She told me she only masterbates to Kenny Rogers songs.
OMG. What did u say?
I told her I did too.
have you facebook stalked him yet?
No, I don’t know his last name...
Just google his license plate numb
Ok just saw a girl open a pillbox, dump it out on her notebook and count out 13 adderall tabs and put them in a baggie and leave. Oh hey college.
Highlight of the day: realizing the man in the car next to mine was getting road head... at 2:45pm... nicely done sir, nicely done.
Don't worry we didnt bang. Sometimes I just bring guys home so I don't order pizza.
Everytime I see a couple on campus walking and holding hands I just want to yell he's gonna lie!
Now they're talking about doing whiskey shots since they're flipping the turkey over. You might need to drive me home.
I'm drunk in your building find me and we can have sex.

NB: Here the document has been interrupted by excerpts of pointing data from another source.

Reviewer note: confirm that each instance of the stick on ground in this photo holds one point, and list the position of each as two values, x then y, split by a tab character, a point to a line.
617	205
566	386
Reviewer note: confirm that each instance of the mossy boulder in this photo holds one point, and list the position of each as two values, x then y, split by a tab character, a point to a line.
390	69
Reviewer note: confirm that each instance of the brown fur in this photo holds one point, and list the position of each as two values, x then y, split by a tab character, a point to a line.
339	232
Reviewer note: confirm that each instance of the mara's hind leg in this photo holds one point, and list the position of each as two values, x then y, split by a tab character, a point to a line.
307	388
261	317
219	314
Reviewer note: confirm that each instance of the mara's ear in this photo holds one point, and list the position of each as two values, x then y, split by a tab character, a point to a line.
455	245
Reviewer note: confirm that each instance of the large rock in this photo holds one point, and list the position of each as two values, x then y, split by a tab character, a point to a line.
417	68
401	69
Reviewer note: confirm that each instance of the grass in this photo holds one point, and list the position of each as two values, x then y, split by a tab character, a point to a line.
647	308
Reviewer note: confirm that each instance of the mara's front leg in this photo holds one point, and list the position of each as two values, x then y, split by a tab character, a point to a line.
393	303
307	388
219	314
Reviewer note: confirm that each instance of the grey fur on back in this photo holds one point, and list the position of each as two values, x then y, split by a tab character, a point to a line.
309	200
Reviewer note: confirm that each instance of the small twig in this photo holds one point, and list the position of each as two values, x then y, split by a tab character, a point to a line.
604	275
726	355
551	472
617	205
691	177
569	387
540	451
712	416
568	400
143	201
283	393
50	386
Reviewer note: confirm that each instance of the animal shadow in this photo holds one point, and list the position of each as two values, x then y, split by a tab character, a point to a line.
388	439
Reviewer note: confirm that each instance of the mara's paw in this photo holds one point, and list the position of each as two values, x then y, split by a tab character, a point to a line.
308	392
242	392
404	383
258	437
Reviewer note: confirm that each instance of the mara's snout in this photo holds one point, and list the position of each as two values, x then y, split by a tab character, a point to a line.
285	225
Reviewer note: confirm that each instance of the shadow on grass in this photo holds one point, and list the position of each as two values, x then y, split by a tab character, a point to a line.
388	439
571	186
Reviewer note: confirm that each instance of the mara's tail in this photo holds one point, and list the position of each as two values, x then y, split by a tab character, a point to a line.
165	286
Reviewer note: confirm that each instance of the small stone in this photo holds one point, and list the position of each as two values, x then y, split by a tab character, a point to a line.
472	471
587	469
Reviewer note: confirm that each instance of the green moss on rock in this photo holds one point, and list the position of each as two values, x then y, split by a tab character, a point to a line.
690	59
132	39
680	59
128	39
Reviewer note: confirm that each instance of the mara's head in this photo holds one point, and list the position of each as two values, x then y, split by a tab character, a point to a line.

we received free cupcakes at the first bar, and then I at the second bar i hooked up with a fat chick from Cincinnati on the patio.
you win some, you lose some.
Last night was good. Things got bad when I found a sledge hammer.
What i love about my dog is i can lay in bed and masturbate with him at the foot, and he just leaves me alone.
After the day I've had, I can't decide if donuts or fireball would be the appropriate priority.
It's a sad day when you're not really phased by the McChicken video only because you've seen weirder porn.
Did you hear about the guy wearing a spiderman mask running around naked with a bottle of patron?
Yeah.
I was spiderman.
Apparently I gave a guy a hand job on the dance floor. ON THE DANCE FLOOR.